Lors des années quatre-vingt-dix, les économistes se demandaient quel était l’impact du commerce international sur de larges ensembles de classes sociales et non sur des travailleurs de catégories ou secteurs spécifiques. En outre, ils supposaient d’une certaine façon que le facteur travail était mobile (professionnellement et géographiquement) au sein de chaque économie. Délaissant une telle hypothèse, David Autor, David Dorn et Gordon Hanson (2013) se sont focalisés sur les effets du « choc chinois » (« China shock ») sur les marchés du travail locaux, or ces effets se sont révélés être amples et durables : de nombreux travailleurs ont perdu leur emploi du fait de la concurrence étrangère et cet événement a durablement déprimé leurs revenus par la suite.

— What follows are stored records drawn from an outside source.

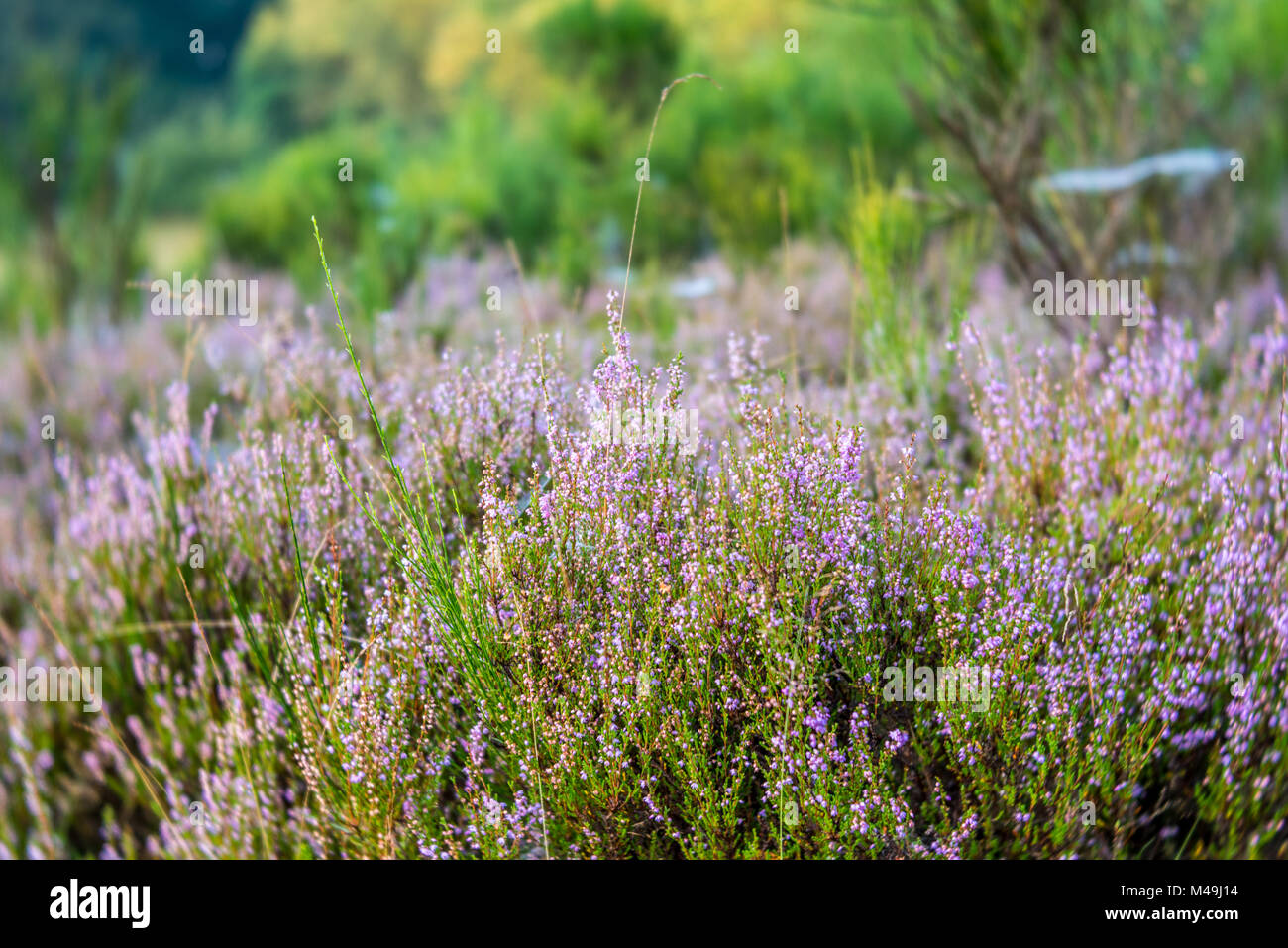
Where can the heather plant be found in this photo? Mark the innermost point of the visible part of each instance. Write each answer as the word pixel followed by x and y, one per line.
pixel 472 626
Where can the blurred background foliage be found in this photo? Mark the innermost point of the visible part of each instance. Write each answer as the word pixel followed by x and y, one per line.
pixel 170 158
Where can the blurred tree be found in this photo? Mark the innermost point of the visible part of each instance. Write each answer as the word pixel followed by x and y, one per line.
pixel 626 52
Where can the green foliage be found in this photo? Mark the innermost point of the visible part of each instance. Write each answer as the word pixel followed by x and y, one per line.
pixel 625 52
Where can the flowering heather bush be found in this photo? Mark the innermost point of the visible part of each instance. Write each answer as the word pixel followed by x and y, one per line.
pixel 475 629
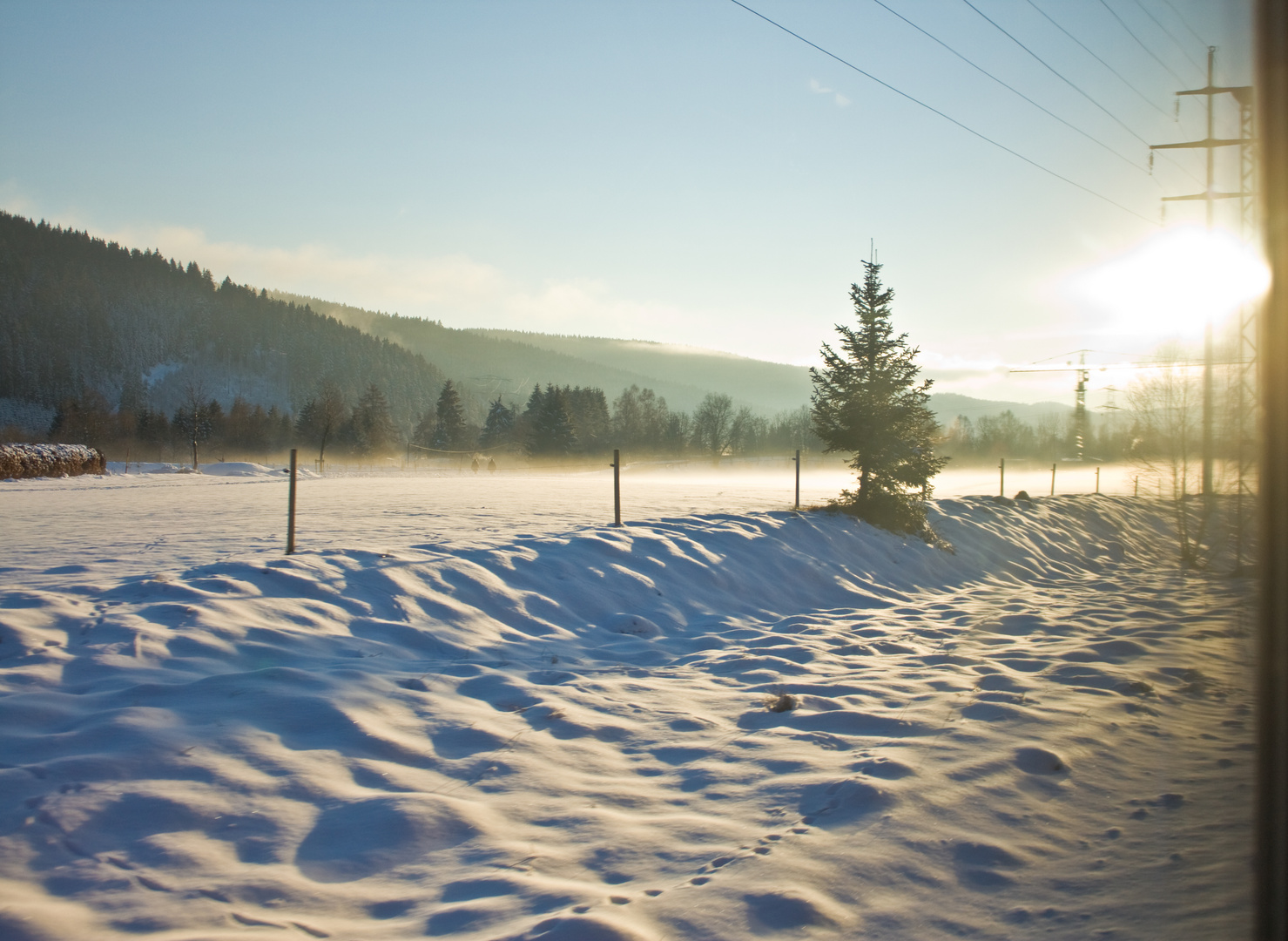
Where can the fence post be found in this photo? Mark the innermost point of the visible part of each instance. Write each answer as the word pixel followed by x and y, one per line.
pixel 798 459
pixel 617 487
pixel 290 510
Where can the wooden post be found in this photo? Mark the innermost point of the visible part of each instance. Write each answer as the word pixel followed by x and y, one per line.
pixel 798 459
pixel 290 510
pixel 617 487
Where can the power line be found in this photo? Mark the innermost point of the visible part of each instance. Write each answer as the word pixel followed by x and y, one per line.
pixel 1143 96
pixel 1056 24
pixel 1169 32
pixel 947 118
pixel 1011 88
pixel 1051 69
pixel 1115 15
pixel 1185 22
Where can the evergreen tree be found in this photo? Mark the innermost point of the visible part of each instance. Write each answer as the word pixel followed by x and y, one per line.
pixel 449 428
pixel 374 430
pixel 867 403
pixel 553 430
pixel 499 427
pixel 424 433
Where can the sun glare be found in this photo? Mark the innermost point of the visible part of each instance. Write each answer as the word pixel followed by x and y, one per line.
pixel 1175 282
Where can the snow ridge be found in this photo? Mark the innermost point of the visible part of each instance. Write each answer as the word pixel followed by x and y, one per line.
pixel 567 736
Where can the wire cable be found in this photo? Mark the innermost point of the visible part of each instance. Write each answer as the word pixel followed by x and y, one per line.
pixel 1053 70
pixel 1169 34
pixel 1163 153
pixel 947 118
pixel 1015 91
pixel 1115 15
pixel 1186 24
pixel 1143 96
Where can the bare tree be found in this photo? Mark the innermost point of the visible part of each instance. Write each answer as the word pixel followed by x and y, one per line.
pixel 322 416
pixel 1167 408
pixel 712 423
pixel 193 416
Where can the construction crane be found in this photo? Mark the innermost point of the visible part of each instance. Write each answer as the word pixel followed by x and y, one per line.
pixel 1080 403
pixel 1083 373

Mais selon Krugman, ce n’est pas parce que les économistes ont sous-estimé les coûts de la mondialisation qu’il est justifié que les pays développés adoptent des mesures protectionnistes. Tout d’abord, l’hypermondialisation semble n’avoir été qu’un événement temporaire, unique, associée à l’émergence de l’économie chinoise. D’ailleurs, le volume des échanges, relativement au PIB mondial, s’est stabilisé ces dernières années. Surtout, chercher à inverser le processus, en embrassant le protectionnisme, provoquerait de profondes réallocations de main-d’œuvre et celles-ci seraient aussi douloureuses que celles générées par le « choc chinois ». En outre, les entreprises ont investissant massivement en supposant que les économies resteraient ouvertes ; si cette hypothèse ne se vérifiait pas, de nombreux actifs issus de ces investissements (notamment des usines) deviendraient de véritables « épaves ».

 

Références

AUTOR, David H., David DORN & Gordon H. HANSON (2013), « The China syndrome: Local labor market effects of import competition in the United States », in American Economic Review, vol. 103, n° 6.

KRUGMAN, Paul (1995), « Growing world trade: Causes and consequences », Brookings Papers on Economic Activity, n° 1995-1.

KRUGMAN, Paul (2018), « Globalization: What did we miss? ».

SUBRAMANIAN, Arvind, & Martin KESSLER (2013), « The hyperglobalization of trade and its future », Peterson Institute for International Economics, working paper, n° 13-6.

WOOD, Adrian (2018), « The 1990s trade and wages debate in retrospect », in voxEU.org, 25 avril.